Our galaxy, the Milky Way, is one of two large galaxies in the Local Group. The other is Andromeda, which is a galaxy with well-understood proper motion. Unlike most objects in the universe, it’s moving toward us. In a few billion years, Andromeda will collide with the Milky Way to form a giant elliptical galaxy. Until now, we didn’t have the ability to measure the proper motion of the smaller galaxies in the Local Group. A new study from a team of Spanish researchers used Gaia to scan 74 dwarf galaxies in and around the Local Group. For most of them, the team was able to determine reliable proper motions, reports Bad Astronomy.
This wasn’t as simple as just pointing Gaia at different galaxies and taking a picture. Gaia has revolutionized our understanding of stellar motion in the Milky Way because it has the ability to monitor the sky with high precision over long periods of time. The mission has a planned duration of five years, but the 34 months of data we have now has revealed proper motion for more than a billion stars. It took a long time to tease the necessary details out of the Gaia data for the more distant dwarf galaxies. For example, astronomers had to assess the color spectrum of stars to see if they matched the expected spectrum of the target galaxies.
The results are a watershed moment for our understanding of the Local Group. We’ve learned that six of these dwarf galaxies are actually gravitationally bound to the Large Magellanic Cloud, which itself has about ten percent the mass of the Milky Way. This data has also helped to calculate the orbits of the dwarf galaxies. Since the mass of the Milky Way is still uncertain, the team used 900 billion and 1.6 trillion solar masses as educated guesses to estimate the future motion of the Local Group.
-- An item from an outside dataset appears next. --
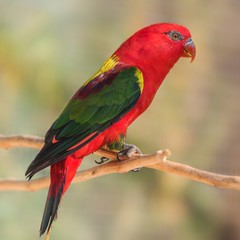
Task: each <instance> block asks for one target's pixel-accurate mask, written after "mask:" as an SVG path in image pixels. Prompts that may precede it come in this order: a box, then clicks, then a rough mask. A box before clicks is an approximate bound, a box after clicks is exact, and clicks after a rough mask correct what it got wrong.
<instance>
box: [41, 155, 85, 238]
mask: <svg viewBox="0 0 240 240" xmlns="http://www.w3.org/2000/svg"><path fill="white" fill-rule="evenodd" d="M81 162H82V159H74V158H72V157H71V156H68V157H67V158H66V159H64V160H62V161H60V162H58V163H56V164H54V165H52V166H51V171H50V175H51V184H50V187H49V191H48V196H47V200H46V204H45V208H44V212H43V217H42V222H41V226H40V236H41V235H42V234H44V233H45V232H46V231H47V234H49V231H50V229H51V226H52V223H53V220H55V219H56V217H57V210H58V206H59V204H60V202H61V199H62V196H63V194H64V193H65V191H66V190H67V189H68V187H69V185H70V183H71V181H72V179H73V177H74V176H75V174H76V171H77V169H78V167H79V165H80V163H81Z"/></svg>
They found some of those 66 galaxies are just passing through—they’ll exit the Local Group eventually, so perhaps we shouldn’t consider them part of it. Some others are also likely to fall into the Milky Way. The smaller orbiting dwarf galaxies are more likely to land near the center of our galaxy, increasing the likelihood they’ll be ripped apart. This is a lot of new info about our galaxy’s nearest neighbors, and Gaia isn’t even done with its initial survey yet.